I have an information science degree. I’ve been working for fourteen years, my entire adult life. Most of my jobs have been in libraries.
I am a librarian. I am not a librarian.
As a student at Michigan State University, I learned Library of Congress serials cataloging.
I walked through secluded aisles surrounded by rare books, incunabulum, alternative newspapers, and gay pornography.
I cataloged comic books in the world’s largest archive of comic art, radicalism, and popular culture.
In the course of my work, I learned that Spiderman serials change their volume as often as many Spiderman readers change their underwear. By graduation, I could walk into any comic shop in the country and pick a fight about whether X-Men film adaptations should be considered canon.
When I went to graduate school (Michigan ’03), my program had recently transitioned from “Library Science” to “Information Science.” In the process, they picked up a bunch of renegade computer science professors and expanded to include information architecture, information economics, archival theory, and a bunch of crazyass dot com bubble refugees like myself.
We discovered that the term Digital Library can be used to describe an entire array of cool shit, including the Internet itself.
One of my professors, Sue Davidson, tells the story of how Yahoo cofounder Jerry Yang called to ask about the subject guide to the web she had created for the Michigan Electronic Library. Sue answered: “that’s what librarians do, we organize information.”
Librarianship, defined as the act of organizing information, is a broad and inclusive field. Librarianship as a profession, is not. There are strict professional guidelines determining who is and is not technically a “Librarian,” but there is also a strong case to be made for the authenticity of self-identification.
There are librarians who work in libraries, and there are librarians who just Are.
It’s the difference between being a Jew by Religion, and being a Jew by Ethnicity. Both groups contribute to the cultural whole.
While a Librarian by Profession is inherently a Librarian by Ethnicity, the opposite may not be true.

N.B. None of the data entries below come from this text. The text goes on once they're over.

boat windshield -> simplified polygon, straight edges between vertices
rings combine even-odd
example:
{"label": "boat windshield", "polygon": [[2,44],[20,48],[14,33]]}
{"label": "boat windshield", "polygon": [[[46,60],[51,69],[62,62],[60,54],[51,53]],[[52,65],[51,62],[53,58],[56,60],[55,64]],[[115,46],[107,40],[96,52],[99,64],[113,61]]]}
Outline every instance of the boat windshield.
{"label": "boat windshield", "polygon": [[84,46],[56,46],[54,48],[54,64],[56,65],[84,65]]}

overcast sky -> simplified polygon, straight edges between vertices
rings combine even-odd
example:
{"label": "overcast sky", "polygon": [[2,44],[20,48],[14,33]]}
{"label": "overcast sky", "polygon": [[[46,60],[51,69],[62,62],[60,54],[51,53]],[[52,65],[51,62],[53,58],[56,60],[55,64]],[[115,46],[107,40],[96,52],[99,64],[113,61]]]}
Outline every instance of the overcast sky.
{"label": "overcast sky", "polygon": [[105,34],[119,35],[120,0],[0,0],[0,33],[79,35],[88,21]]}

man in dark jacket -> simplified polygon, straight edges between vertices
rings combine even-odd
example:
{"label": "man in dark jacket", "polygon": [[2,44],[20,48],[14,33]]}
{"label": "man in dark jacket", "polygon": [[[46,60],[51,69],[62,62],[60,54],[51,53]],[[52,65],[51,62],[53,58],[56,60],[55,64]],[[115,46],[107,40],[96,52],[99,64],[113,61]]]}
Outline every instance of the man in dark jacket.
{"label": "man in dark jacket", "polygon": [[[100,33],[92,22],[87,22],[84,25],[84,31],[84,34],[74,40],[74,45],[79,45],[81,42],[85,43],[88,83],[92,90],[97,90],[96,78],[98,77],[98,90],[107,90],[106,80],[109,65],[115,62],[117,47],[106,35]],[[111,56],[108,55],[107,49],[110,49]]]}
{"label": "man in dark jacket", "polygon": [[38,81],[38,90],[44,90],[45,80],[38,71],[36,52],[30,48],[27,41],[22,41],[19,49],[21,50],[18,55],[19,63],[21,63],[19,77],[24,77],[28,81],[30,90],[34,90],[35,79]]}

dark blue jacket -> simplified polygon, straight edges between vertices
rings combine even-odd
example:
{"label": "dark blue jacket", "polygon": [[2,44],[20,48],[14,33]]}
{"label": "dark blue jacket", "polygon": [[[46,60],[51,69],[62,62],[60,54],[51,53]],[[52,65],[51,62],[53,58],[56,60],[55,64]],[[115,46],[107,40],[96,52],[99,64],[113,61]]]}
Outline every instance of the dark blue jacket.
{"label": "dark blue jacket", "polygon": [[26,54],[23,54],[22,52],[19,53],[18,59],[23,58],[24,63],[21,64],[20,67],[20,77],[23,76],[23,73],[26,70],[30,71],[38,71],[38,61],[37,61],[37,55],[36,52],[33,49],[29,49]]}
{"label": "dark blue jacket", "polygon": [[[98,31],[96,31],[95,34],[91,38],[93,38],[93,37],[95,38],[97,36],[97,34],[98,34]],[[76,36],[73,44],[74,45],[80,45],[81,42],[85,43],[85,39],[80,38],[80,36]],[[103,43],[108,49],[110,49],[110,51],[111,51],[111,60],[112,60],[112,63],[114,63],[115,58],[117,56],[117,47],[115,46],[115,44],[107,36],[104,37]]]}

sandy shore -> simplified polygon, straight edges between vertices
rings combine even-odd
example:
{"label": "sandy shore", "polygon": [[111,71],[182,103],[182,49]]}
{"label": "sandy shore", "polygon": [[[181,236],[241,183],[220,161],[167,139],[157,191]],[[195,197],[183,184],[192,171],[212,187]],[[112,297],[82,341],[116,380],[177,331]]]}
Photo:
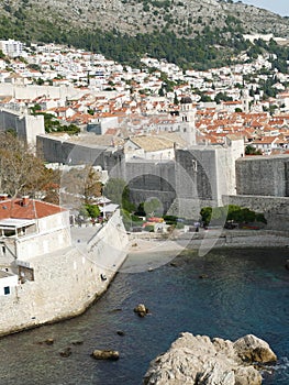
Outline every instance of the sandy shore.
{"label": "sandy shore", "polygon": [[171,262],[185,250],[196,250],[203,256],[214,248],[288,248],[289,256],[289,233],[285,232],[215,229],[178,234],[175,239],[156,237],[132,233],[129,256],[121,271],[138,273],[154,270]]}

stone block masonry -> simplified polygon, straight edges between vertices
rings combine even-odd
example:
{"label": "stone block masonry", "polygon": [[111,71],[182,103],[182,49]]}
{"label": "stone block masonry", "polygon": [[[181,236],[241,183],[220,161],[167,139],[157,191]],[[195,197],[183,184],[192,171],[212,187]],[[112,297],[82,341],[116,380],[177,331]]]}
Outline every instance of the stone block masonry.
{"label": "stone block masonry", "polygon": [[127,242],[116,211],[90,240],[79,237],[73,248],[32,258],[34,280],[0,297],[0,336],[84,312],[108,288]]}

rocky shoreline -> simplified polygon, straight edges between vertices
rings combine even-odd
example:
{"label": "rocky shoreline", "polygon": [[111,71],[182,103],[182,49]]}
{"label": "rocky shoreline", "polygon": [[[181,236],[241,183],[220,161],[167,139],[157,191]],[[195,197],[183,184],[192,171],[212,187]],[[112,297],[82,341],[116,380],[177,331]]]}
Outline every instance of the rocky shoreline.
{"label": "rocky shoreline", "polygon": [[151,362],[144,385],[260,385],[264,365],[277,361],[253,334],[235,342],[185,332]]}

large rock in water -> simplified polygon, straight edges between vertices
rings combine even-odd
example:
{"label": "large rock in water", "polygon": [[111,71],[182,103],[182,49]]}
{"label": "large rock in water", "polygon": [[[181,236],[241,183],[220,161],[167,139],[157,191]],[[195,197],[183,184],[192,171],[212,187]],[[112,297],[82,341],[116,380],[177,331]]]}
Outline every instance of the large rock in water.
{"label": "large rock in water", "polygon": [[276,361],[269,345],[248,334],[235,342],[181,333],[170,349],[151,362],[144,385],[260,385],[252,364]]}

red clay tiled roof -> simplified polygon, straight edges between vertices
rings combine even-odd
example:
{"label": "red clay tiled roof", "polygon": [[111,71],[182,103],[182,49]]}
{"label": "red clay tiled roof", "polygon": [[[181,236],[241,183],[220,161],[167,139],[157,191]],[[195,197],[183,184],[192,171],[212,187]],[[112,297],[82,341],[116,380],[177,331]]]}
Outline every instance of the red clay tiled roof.
{"label": "red clay tiled roof", "polygon": [[23,205],[23,199],[19,198],[0,201],[0,219],[37,219],[62,211],[66,210],[59,206],[34,199],[27,199],[26,205]]}

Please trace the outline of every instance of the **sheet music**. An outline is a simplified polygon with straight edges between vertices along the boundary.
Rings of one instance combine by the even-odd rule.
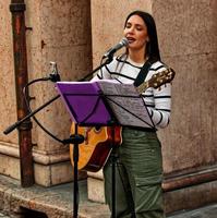
[[[97,81],[116,118],[122,125],[154,128],[144,99],[133,84],[111,80]]]

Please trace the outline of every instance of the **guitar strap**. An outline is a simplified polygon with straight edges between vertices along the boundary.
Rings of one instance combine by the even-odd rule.
[[[134,86],[137,87],[140,86],[146,78],[147,73],[149,71],[150,65],[153,64],[154,61],[150,61],[149,59],[143,64],[140,73],[137,74],[137,77],[134,81]]]

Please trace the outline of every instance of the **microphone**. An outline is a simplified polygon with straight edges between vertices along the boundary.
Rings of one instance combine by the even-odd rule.
[[[113,56],[113,53],[116,51],[118,51],[119,49],[123,48],[124,46],[126,47],[129,45],[129,41],[126,38],[122,38],[121,41],[119,44],[117,44],[116,46],[113,46],[112,48],[110,48],[103,58],[108,58],[110,56]]]

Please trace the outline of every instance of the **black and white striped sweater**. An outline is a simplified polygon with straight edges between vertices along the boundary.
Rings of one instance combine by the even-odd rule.
[[[133,84],[143,64],[137,64],[130,60],[114,58],[111,63],[107,64],[93,78],[95,80],[117,80],[120,83]],[[145,81],[148,81],[154,74],[166,70],[166,65],[157,61],[152,64]],[[171,85],[162,85],[160,89],[147,88],[142,93],[146,107],[152,117],[156,129],[166,128],[169,124],[171,108]]]

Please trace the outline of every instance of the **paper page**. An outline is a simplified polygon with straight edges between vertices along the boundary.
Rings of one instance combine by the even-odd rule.
[[[153,121],[133,84],[120,84],[116,81],[97,81],[117,120],[122,125],[154,128]]]

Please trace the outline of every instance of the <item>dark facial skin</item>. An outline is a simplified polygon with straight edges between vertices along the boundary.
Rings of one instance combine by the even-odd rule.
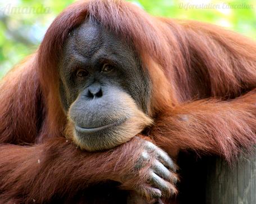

A trained librarian can sport a different job title, but her clarity and understanding will still contribute to her work.
I’m a librarian by ethnicity.
Right now, I work as a user experience designer on a software team. I wrestle with ship dates, dependencies, conflicting user requirements, and engineering constraints. I design interfaces and help identify how the software should behave.
But somewhere, deep in my soul, I am doing the work of the Library.
I’m a librarian by ethnicity, regardless of the job I take. I don’t make my living as an ALA going, patron-helping organizer of resources, but I’ll be damned if I don’t use Librarian skills to battle confusing groupings of information.
Librarians bring order to chaos, and so, with a little luck, do I.